In response to Rapinoe the United States Soccer Federation created a rule in 2017 that said players had to stand for the National Anthem.
Rapinoe was asked, after that decision, why she was protesting the Anthem as she decided to stand with her hands at her sides.
She said that “taking care of others, standing up for yourself and other people if they don’t have the ability to do so, is very uniquely American.”
“I don’t think anybody can deny the horrors of racism and Jim Crow and mass incarceration and what’s happening on the southern border and gay rights and women’s rights.”
She also wrote an op ed in The Players Tribune that, she said, explained her stance on protesting The National Anthem.
Do you sing the National Anthem?
“I have chosen to kneel because in the time it has taken me to write this article, many more Americans have been lost to senseless violence.
“I have chosen to kneel because not two miles from my hotel in Columbus, Ohio, on the night before our USWNT match against Thailand, a 13-year-old boy named Tyre King was fatally shot by a police officer. I have chosen to kneel because I simply cannot stand for the kind of oppression this country is allowing against its own people.
I have chosen to kneel because, in the words of Emma Lazarus, ‘Until we are all free, we are none of us free,’” she said.

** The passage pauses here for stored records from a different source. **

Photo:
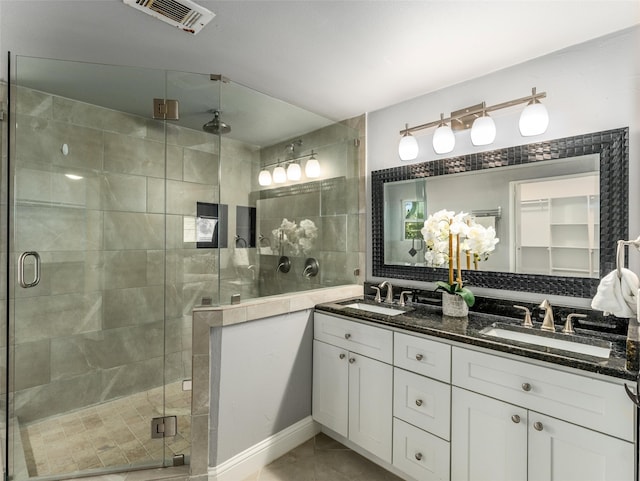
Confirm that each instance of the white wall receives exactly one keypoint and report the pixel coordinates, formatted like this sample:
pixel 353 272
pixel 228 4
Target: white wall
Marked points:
pixel 590 87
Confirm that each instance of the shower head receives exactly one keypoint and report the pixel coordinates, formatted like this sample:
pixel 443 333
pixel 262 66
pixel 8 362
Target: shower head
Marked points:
pixel 216 126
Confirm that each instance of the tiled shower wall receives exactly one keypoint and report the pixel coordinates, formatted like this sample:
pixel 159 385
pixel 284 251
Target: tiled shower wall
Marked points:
pixel 94 327
pixel 334 204
pixel 115 266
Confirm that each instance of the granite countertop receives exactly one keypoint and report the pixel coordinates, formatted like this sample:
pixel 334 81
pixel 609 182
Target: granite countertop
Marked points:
pixel 428 319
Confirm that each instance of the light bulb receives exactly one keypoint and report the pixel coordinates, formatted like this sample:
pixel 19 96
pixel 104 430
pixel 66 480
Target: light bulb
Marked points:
pixel 483 131
pixel 534 119
pixel 312 168
pixel 294 172
pixel 279 175
pixel 408 147
pixel 443 139
pixel 264 178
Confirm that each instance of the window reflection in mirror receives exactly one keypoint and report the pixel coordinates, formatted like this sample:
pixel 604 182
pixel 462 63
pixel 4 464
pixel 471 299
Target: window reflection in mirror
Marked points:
pixel 546 215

“But this is about more than just raising awareness. I know that actions must be taken to help bring about real change.
“Right now, I am reaching out to community leaders, corporate partners and leaders within the Black Lives Matter movement to figure out all the ways I can best support the efforts already in motion.

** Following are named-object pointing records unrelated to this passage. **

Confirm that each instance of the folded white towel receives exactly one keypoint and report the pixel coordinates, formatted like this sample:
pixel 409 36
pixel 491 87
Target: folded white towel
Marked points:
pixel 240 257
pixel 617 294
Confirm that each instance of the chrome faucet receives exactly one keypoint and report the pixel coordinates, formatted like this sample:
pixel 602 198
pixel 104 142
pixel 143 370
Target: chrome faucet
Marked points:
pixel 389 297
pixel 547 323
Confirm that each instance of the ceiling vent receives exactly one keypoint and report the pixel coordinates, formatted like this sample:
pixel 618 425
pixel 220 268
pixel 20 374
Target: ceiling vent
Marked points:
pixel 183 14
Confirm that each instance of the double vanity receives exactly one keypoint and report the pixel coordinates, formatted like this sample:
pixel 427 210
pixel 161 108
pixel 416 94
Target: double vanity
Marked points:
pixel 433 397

“While there may not be a perfect plan or solution in front of us, I encourage everyone reading this to join in the conversation.
“Together, we can listen to the people who are living this nightmare every day. We can try to empathize with their pain and start to understand a more complete picture of what is going on in our society.

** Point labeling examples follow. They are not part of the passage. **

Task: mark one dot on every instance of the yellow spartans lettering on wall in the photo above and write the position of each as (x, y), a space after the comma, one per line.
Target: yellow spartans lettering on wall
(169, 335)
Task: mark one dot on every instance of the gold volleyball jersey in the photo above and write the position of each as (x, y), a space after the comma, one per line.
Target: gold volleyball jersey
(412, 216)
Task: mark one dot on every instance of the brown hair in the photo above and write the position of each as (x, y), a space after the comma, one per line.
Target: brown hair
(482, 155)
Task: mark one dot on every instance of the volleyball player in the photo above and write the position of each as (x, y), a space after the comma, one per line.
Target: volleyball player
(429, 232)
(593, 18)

“We can read articles, editorials, books and stories in order to peel back the layers of this centuries-old oppression,” she said.
“Having these kinds of conversations can be difficult and complex, but so what? We should talk to our family members and challenge them, bringing these hard problems to the dinner table and persevering through uncomfortable conversations. This is not a ‘them’ problem — this is an ‘us’ problem,” she said.
It is interesting that she thinks she is having an influence on getting people to be less patriotici when, judging by the response, it has not worked that way.